Earlier, Chadwick had been convicted of murder and will be sentenced on Tuesday.

Chadwick had denied inflicting a violent attack on the youngster at their flat in Radcliffe, Greater Manchester, on October 16 last year while he was left home alone with her.

Emergency services were called when Ms Crilly and the defendant’s sister returned and discovered the toddler “floppy” and “white” in her pram.

During the trial, he changed his defence that Orianna had fallen down stairs and told the jury that Ms Crilly had kicked her daughter “flying” into a television stand and claimed she then made him take the blame.

His account was rejected unanimously by jurors.

In her evidence, Ms Crilly accepted she lied to social workers, a healthcare visitor, police officers and doctors about her relationship with Chadwick before Orianna’s death because she wanted the three of them to live together.

Her lies were now an “embarrassment” to her and she accepted, with hindsight, she should have listened to the advice.

From July 2018, Chadwick had been under investigation by both the police and social services in relation to injuries sustained by a separate child, referred to in court as Baby T, with a different mother.

At the time, the defendant was the partner of the child’s mother and was on occasion living with her under the same roof.

Chadwick denied any responsibility for those injuries and in December 2019 was informed the investigation had concluded and no further action was being taken against him or any other individual.
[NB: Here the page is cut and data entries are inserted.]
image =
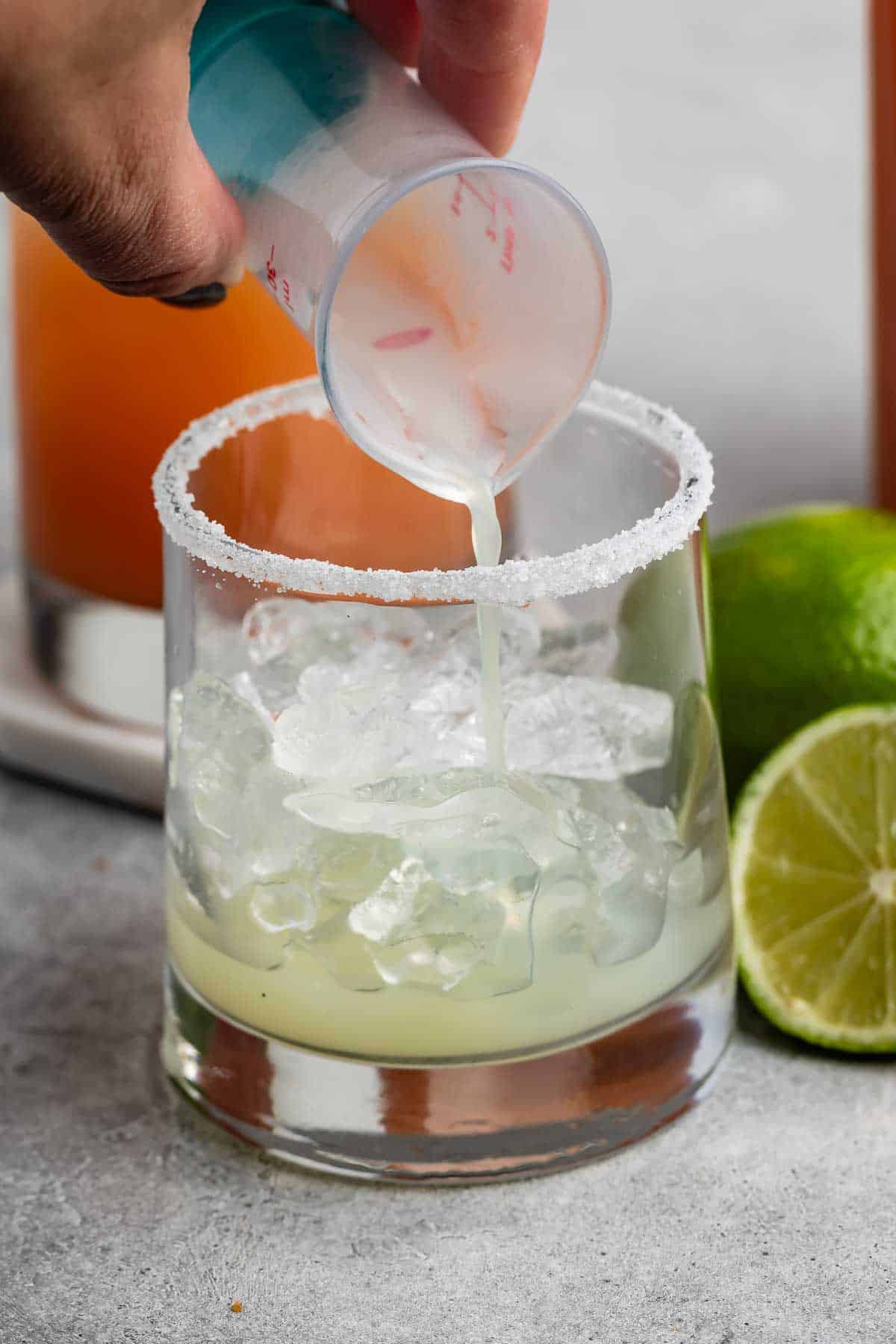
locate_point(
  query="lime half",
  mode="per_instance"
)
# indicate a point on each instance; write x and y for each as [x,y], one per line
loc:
[815,882]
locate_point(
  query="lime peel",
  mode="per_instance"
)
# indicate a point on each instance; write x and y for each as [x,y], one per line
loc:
[815,882]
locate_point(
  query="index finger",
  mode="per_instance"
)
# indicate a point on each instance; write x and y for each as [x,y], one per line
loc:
[476,57]
[479,60]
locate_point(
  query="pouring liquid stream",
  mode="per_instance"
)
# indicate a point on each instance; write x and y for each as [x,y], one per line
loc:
[487,547]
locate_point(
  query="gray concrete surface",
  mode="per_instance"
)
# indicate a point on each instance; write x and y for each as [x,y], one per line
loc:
[763,1216]
[721,149]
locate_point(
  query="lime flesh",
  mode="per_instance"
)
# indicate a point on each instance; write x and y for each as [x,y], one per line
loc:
[815,882]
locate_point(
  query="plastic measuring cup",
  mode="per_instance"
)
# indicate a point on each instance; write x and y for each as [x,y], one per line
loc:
[457,302]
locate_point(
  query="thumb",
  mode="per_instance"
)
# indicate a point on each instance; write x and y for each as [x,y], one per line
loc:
[107,161]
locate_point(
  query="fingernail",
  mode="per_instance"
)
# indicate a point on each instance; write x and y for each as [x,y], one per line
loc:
[203,296]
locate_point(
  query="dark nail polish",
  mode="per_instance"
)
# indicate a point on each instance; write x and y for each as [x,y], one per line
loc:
[203,296]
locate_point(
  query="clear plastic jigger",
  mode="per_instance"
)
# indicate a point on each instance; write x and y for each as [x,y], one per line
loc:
[457,302]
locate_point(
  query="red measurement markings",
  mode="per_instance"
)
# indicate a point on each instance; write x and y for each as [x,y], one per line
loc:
[279,284]
[402,340]
[491,203]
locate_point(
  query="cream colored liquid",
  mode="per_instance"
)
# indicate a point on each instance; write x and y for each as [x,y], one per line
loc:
[568,998]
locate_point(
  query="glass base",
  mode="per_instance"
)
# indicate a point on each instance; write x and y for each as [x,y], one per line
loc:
[107,658]
[461,1122]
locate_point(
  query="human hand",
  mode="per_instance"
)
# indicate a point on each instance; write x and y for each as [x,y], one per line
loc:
[96,141]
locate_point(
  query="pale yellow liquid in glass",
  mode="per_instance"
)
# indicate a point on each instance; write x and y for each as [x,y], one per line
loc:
[568,998]
[567,1001]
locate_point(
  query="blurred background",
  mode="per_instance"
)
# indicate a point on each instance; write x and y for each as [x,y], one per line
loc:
[722,151]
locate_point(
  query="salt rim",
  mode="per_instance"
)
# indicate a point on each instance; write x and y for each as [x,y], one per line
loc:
[514,582]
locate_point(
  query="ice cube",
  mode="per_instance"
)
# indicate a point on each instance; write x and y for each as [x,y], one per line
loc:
[687,882]
[447,667]
[332,632]
[429,962]
[262,920]
[579,650]
[220,741]
[625,855]
[352,732]
[287,638]
[391,910]
[347,956]
[585,727]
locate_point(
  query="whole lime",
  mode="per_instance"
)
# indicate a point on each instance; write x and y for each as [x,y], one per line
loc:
[805,621]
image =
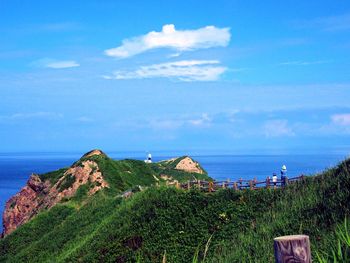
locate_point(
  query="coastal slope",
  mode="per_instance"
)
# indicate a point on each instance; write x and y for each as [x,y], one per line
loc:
[91,173]
[162,222]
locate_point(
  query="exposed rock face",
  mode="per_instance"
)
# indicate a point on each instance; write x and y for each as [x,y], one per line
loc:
[38,195]
[190,166]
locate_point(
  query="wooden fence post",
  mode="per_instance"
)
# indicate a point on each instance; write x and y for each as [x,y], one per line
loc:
[286,181]
[211,184]
[294,248]
[235,186]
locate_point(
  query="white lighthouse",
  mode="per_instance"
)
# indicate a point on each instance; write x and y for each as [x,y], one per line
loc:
[149,158]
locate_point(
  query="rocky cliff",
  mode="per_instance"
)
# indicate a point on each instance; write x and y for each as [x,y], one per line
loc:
[93,171]
[41,193]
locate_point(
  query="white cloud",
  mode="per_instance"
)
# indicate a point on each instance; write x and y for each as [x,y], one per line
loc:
[277,128]
[84,119]
[204,120]
[304,63]
[341,119]
[184,70]
[55,64]
[32,115]
[63,64]
[169,37]
[328,24]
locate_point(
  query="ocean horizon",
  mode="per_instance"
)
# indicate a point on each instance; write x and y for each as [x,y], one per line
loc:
[16,168]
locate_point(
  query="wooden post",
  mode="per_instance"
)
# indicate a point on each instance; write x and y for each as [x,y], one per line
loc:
[254,183]
[286,181]
[294,248]
[210,187]
[235,186]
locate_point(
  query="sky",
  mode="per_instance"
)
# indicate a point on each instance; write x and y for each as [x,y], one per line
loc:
[225,76]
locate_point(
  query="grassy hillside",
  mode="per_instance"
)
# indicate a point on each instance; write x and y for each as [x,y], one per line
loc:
[240,225]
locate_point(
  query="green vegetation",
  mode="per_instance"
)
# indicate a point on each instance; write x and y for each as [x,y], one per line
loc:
[160,222]
[54,176]
[67,182]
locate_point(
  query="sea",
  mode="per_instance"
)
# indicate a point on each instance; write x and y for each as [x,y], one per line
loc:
[15,168]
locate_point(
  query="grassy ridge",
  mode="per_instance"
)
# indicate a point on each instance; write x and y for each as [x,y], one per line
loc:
[242,224]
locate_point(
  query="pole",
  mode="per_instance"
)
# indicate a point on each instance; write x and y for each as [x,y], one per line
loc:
[294,248]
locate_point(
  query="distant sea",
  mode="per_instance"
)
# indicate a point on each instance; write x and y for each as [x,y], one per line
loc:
[15,168]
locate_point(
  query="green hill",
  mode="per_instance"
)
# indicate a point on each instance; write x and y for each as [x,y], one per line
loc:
[163,220]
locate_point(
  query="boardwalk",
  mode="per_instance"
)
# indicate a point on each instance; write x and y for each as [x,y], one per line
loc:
[212,186]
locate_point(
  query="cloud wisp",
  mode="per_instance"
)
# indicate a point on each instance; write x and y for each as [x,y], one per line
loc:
[20,116]
[169,37]
[277,128]
[341,119]
[55,64]
[184,70]
[327,24]
[304,63]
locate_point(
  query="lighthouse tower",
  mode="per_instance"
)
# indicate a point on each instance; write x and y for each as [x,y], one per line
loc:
[149,158]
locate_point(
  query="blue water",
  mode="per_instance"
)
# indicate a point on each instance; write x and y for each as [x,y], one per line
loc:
[15,168]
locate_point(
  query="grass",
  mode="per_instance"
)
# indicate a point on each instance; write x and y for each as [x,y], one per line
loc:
[225,226]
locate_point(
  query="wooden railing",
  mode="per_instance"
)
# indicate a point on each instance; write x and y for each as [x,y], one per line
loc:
[212,186]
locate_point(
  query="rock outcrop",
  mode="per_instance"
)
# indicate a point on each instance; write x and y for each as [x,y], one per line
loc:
[38,195]
[190,166]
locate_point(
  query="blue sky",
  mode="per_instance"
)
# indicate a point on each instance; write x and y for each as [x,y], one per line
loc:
[239,76]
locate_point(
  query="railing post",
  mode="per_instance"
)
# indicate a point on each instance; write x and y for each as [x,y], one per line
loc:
[286,181]
[210,186]
[235,186]
[294,248]
[268,182]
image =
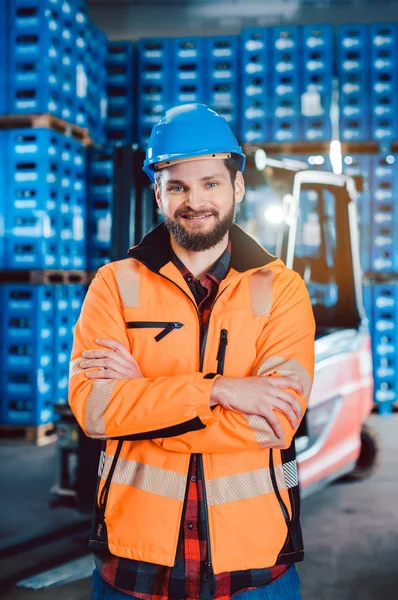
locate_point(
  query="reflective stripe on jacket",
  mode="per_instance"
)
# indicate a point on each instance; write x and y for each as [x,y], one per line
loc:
[261,323]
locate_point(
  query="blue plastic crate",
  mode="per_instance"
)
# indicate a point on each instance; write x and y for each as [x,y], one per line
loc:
[255,61]
[26,397]
[386,394]
[354,82]
[367,290]
[188,80]
[41,58]
[62,340]
[119,63]
[46,181]
[286,129]
[119,125]
[4,60]
[285,40]
[222,47]
[26,354]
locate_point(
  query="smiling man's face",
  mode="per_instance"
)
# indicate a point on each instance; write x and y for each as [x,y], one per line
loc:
[197,200]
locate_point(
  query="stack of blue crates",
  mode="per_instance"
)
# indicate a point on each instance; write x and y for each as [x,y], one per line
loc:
[368,82]
[99,207]
[317,43]
[40,35]
[360,165]
[68,300]
[55,63]
[91,53]
[381,307]
[4,60]
[222,70]
[37,324]
[27,331]
[385,214]
[286,84]
[188,81]
[354,82]
[120,92]
[154,84]
[255,69]
[97,100]
[384,81]
[43,200]
[183,70]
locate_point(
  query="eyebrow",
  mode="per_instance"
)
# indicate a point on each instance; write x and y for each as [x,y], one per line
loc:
[207,178]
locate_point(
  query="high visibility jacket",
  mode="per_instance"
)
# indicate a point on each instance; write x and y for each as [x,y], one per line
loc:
[261,323]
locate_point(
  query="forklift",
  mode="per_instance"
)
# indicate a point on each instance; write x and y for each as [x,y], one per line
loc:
[310,216]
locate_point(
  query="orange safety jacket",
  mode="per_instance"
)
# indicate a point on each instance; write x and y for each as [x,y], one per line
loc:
[261,323]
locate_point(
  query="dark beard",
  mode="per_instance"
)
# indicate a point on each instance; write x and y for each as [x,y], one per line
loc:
[198,242]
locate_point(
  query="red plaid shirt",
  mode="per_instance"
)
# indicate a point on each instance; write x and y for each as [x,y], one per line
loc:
[187,580]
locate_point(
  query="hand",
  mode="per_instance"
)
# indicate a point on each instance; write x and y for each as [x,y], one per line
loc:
[115,363]
[259,396]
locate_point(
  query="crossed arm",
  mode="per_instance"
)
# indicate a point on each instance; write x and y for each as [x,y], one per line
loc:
[247,413]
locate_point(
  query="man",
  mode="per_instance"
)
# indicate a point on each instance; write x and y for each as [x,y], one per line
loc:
[193,360]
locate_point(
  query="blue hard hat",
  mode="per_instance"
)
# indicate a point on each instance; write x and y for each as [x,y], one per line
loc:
[188,131]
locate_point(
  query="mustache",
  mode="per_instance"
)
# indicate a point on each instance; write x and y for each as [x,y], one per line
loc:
[183,212]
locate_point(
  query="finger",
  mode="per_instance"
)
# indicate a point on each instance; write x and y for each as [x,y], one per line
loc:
[273,421]
[286,409]
[108,363]
[110,355]
[287,382]
[105,374]
[124,373]
[290,399]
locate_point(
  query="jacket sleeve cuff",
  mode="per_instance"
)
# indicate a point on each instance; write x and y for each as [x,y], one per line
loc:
[204,387]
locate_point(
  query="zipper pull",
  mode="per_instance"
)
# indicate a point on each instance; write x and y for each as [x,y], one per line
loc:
[209,570]
[101,519]
[221,351]
[223,343]
[167,330]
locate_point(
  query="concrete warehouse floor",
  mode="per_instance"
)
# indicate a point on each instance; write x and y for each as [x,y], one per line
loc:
[350,530]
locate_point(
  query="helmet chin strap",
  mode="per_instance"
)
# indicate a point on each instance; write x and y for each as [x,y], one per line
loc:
[169,163]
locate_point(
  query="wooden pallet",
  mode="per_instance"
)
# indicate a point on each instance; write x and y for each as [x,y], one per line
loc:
[288,148]
[46,276]
[40,435]
[47,121]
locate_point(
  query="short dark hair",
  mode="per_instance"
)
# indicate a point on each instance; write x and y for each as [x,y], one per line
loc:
[231,165]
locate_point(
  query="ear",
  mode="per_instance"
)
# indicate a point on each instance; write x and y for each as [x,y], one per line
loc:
[158,195]
[239,187]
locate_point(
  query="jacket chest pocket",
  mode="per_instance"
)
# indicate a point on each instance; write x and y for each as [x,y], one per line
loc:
[165,327]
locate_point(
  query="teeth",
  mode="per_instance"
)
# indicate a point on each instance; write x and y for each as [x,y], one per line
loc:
[202,217]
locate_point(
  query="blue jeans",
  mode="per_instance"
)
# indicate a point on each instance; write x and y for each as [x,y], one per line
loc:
[286,587]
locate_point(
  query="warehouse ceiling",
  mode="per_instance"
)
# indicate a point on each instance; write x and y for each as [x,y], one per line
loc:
[132,19]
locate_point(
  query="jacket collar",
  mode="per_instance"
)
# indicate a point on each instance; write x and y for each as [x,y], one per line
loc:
[154,250]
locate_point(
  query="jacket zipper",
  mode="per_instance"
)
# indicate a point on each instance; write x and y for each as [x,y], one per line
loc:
[220,359]
[221,351]
[105,492]
[276,490]
[167,325]
[104,496]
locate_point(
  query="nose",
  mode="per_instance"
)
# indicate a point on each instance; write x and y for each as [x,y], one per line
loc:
[195,198]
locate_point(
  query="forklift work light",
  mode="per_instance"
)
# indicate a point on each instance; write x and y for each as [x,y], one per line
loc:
[274,214]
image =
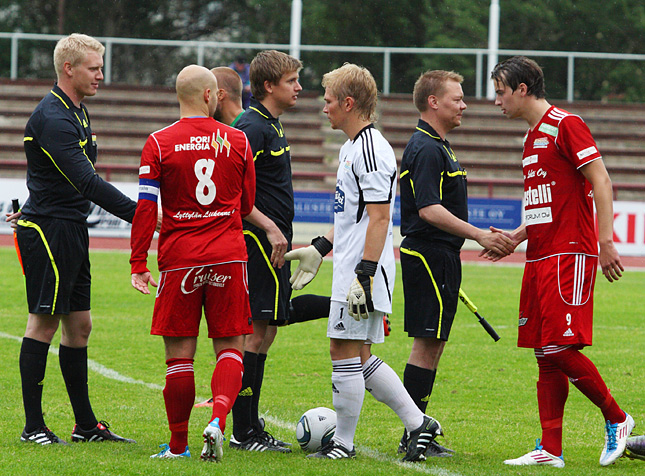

By early 2019, Chadwick and Ms Crilly were in a relationship and soon after various agencies became aware and were “accordingly concerned” about Orianna’s safety, said prosecutor Peter Wright QC.

Orianna’s injuries were said to be consistent with being picked up and swung against a very hard surface, stamped on or hit very hard with a blunt object.

Mr Wright said further examinations showed Orianna had also sustained serious non-accidental injuries to her spine and ribs on at least two separate occasions in the days leading up to her death in hospital on October 17 and she “must have been in obvious distress when handled”.